The United States Army Corps of Engineers’ Montgomery Locks and Dam is one of the giant honking pieces of infrastructure an inquisitive wanderer might encounter in Pennsylvania’s Beaver County, while scuttling along the Ohio River. This isn’t too far from the currently undefended border of the states of Ohio and Pennsylvania, where the now infamous East Palestine locomotive derailment occurred. Up the Ohio towards Pittsburgh, you’ve got the Shell Cracker Plant mentioned on Monday and just down the river, there’s a nuclear power plant.

USACE has a page at their site which describes their operations on the Ohio in this region, which can be accessed here.
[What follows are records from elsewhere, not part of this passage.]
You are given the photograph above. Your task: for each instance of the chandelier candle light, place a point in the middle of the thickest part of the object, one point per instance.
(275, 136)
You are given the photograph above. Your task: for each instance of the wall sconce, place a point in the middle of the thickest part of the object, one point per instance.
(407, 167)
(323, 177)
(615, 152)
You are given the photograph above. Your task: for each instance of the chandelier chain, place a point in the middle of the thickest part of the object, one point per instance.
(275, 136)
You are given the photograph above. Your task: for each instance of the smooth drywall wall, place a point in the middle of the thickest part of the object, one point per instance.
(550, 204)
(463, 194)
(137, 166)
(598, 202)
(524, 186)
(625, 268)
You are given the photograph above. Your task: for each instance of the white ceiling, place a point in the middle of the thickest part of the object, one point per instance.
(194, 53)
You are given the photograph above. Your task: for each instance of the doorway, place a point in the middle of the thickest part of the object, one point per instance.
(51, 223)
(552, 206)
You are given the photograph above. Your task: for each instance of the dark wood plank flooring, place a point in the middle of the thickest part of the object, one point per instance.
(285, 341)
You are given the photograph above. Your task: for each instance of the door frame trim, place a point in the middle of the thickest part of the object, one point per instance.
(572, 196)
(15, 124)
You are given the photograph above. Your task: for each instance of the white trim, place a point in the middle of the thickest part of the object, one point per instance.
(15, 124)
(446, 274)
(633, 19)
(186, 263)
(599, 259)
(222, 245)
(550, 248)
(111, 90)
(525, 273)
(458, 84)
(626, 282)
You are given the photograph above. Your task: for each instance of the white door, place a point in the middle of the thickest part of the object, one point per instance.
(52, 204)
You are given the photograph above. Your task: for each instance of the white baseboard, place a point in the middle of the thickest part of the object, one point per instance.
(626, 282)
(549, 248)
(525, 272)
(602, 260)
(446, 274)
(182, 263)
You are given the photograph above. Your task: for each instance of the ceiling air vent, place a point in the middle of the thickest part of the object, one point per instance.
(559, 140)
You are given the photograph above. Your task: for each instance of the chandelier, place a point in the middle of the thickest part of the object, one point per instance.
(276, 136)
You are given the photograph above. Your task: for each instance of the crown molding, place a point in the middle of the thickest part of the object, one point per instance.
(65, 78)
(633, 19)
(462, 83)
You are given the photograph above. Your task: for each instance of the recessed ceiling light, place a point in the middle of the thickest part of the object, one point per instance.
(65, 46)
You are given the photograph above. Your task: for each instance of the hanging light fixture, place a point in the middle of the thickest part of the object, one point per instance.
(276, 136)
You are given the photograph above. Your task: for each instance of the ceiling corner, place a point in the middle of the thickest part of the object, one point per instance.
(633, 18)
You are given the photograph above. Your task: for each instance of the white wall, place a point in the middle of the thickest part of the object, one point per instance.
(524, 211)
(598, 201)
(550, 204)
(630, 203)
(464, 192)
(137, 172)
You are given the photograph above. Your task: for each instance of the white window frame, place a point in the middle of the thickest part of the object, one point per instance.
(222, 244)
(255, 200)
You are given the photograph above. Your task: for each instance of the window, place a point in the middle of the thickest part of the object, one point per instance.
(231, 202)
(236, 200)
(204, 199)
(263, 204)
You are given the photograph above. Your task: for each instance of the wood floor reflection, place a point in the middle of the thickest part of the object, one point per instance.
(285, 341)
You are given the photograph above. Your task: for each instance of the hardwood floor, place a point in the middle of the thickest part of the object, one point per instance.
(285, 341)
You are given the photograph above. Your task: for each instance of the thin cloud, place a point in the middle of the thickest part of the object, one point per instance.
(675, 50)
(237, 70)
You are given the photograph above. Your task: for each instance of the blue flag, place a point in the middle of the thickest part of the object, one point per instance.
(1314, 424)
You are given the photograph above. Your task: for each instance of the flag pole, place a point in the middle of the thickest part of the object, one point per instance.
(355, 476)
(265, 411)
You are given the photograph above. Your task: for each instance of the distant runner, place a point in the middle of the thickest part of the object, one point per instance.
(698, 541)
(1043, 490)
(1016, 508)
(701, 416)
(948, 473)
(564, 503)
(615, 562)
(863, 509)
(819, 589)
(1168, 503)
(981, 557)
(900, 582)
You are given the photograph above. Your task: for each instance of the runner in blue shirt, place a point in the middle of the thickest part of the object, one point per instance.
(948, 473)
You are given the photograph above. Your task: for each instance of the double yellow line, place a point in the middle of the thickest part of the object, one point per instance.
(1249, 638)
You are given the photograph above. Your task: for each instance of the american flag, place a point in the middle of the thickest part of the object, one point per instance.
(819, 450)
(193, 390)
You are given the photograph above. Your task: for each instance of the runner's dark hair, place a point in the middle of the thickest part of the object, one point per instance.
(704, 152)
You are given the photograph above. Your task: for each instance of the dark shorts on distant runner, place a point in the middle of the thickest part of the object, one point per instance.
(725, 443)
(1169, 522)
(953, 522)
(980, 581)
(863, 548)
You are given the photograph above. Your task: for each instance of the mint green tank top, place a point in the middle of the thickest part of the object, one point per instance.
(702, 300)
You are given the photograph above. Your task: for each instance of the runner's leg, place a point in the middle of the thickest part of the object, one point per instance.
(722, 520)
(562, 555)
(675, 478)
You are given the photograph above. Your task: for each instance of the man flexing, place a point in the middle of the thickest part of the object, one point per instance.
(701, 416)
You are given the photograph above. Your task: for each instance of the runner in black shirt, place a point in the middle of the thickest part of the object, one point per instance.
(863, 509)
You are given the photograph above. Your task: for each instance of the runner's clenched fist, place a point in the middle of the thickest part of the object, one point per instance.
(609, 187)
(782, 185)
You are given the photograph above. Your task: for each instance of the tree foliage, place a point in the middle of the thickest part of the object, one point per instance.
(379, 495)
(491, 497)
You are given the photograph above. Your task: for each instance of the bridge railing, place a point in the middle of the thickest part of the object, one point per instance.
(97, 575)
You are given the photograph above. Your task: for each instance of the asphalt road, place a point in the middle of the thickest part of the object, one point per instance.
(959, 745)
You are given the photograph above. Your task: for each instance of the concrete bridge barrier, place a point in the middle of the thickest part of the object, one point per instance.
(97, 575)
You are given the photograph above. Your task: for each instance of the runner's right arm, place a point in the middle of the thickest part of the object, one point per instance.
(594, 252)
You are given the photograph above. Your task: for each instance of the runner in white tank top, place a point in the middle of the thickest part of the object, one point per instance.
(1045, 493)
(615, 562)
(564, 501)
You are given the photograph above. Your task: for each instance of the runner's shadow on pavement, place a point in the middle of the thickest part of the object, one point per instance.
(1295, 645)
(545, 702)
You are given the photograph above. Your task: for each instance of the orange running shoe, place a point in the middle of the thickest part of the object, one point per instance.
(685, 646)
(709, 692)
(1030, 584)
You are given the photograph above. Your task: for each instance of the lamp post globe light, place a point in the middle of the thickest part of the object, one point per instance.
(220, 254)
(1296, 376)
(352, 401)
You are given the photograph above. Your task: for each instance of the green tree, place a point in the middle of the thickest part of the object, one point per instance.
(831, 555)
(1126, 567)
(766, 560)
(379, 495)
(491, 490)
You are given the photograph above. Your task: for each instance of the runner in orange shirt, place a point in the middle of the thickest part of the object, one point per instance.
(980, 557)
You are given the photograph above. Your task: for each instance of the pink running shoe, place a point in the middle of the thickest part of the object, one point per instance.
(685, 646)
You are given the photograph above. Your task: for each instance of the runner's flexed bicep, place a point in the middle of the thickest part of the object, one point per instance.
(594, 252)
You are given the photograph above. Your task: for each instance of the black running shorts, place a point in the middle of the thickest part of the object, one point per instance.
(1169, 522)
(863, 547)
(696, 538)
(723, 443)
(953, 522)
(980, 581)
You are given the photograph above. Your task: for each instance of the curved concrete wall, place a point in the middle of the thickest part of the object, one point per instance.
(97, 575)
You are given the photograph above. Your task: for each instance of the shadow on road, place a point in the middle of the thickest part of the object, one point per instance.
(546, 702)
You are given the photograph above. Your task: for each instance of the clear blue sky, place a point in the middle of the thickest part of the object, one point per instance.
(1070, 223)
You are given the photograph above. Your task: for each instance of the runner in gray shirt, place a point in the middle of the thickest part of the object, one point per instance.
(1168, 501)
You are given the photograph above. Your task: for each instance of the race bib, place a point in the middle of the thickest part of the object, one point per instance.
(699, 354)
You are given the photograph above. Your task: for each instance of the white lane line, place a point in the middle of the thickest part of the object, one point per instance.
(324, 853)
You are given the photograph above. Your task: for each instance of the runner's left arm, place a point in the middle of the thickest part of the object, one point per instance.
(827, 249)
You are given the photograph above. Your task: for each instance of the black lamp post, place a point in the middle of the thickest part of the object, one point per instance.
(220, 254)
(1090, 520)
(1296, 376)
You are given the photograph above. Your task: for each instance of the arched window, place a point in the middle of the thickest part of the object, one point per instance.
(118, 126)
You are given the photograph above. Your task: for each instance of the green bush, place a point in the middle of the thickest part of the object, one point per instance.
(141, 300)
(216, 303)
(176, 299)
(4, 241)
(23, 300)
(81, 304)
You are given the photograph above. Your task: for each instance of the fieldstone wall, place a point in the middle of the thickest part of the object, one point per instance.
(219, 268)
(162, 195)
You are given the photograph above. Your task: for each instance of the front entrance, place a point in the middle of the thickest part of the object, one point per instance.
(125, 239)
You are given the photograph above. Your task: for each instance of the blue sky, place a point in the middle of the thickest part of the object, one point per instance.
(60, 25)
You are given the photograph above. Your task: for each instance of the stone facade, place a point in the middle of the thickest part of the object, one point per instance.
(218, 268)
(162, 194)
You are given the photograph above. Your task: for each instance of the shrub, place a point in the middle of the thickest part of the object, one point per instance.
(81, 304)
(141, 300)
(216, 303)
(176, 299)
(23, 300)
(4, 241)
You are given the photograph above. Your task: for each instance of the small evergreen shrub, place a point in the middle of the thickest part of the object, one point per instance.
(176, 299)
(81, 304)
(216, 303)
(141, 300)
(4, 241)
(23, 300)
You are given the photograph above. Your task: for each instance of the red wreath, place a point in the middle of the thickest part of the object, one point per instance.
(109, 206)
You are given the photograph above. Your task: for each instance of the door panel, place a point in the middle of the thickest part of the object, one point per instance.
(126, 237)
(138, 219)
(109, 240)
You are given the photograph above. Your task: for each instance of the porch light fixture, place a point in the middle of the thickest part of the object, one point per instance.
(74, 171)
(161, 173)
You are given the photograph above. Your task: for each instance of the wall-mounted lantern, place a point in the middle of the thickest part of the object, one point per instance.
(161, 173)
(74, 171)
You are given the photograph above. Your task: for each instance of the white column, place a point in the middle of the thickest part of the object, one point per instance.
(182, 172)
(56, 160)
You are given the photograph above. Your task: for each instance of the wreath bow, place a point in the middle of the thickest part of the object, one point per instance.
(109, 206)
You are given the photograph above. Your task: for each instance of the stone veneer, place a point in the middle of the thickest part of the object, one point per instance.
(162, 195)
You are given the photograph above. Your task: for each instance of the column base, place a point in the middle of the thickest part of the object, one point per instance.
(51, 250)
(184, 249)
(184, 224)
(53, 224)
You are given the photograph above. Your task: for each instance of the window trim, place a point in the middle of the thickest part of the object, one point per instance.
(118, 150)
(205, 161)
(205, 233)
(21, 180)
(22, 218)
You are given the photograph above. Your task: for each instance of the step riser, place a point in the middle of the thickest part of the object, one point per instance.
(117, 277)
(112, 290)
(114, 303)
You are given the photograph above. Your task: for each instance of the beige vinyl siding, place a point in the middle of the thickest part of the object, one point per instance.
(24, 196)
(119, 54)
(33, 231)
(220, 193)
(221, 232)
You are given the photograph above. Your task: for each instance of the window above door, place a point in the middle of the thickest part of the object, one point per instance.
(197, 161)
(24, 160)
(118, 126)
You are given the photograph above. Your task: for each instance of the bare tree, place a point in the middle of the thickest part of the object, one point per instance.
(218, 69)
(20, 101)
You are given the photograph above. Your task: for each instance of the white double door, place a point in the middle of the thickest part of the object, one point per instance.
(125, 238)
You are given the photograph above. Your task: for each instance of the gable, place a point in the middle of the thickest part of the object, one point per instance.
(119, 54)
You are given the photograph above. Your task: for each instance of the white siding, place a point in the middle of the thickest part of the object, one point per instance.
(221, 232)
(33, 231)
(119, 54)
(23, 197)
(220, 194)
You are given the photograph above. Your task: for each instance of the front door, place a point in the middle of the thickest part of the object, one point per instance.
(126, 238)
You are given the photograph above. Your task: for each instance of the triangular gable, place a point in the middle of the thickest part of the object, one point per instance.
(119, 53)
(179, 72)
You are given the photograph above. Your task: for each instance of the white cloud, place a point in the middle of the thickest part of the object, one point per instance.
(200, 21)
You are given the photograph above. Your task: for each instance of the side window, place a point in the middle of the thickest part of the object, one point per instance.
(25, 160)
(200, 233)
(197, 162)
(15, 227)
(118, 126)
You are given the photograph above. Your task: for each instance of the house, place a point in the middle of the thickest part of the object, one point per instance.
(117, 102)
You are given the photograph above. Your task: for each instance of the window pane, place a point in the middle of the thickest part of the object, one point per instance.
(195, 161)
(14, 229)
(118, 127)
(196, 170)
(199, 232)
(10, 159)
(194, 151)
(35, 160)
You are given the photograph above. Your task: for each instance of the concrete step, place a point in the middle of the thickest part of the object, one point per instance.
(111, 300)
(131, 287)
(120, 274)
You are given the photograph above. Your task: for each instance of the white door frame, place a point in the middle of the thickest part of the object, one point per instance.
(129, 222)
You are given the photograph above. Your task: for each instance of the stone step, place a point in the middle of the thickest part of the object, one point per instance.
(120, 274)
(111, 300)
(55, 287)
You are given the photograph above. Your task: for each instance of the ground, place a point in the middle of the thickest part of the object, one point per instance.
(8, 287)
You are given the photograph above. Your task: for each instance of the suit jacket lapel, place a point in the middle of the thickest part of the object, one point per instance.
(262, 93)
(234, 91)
To summarize – this monster dam and gate system was built between 1932 and 1936, and it replaced three earlier (late 19th century) wooden locks and dams.

– photo by Mitch Waxman

The mechanics of what this facility does involves mechanical lift gates and spillways which regulate the amount of river flowing through them. This outfit works in concert with other lock and dam installations to allow the Corps to maintain the “Pittsburgh Pool” and other navigational areas, but it isn’t intended to control the flooding issues which had previously bedeviled the region. A lot of Federal cash went into not having anything like the disastrous St. Patrick’s Day flood of 1936 happen again, but there’s a completely different set of infrastructure prophylactics in place for that sort of work. This is one of the many things that I’m reading up on at the moment.

See? I’ve learned, and am learning, new things since moving here.

– photo by Mitch Waxman

On the opposite shore, USACE has two lock systems, one for large ships and commercial vessels and another for smaller private or pleasure craft ones. The commercial lock is 600 feet long by 110 wide, and the secondary is 360 feet long by 56 feet wide. It’s costs about $6 million a year to keep this machine running, or so I’m informed.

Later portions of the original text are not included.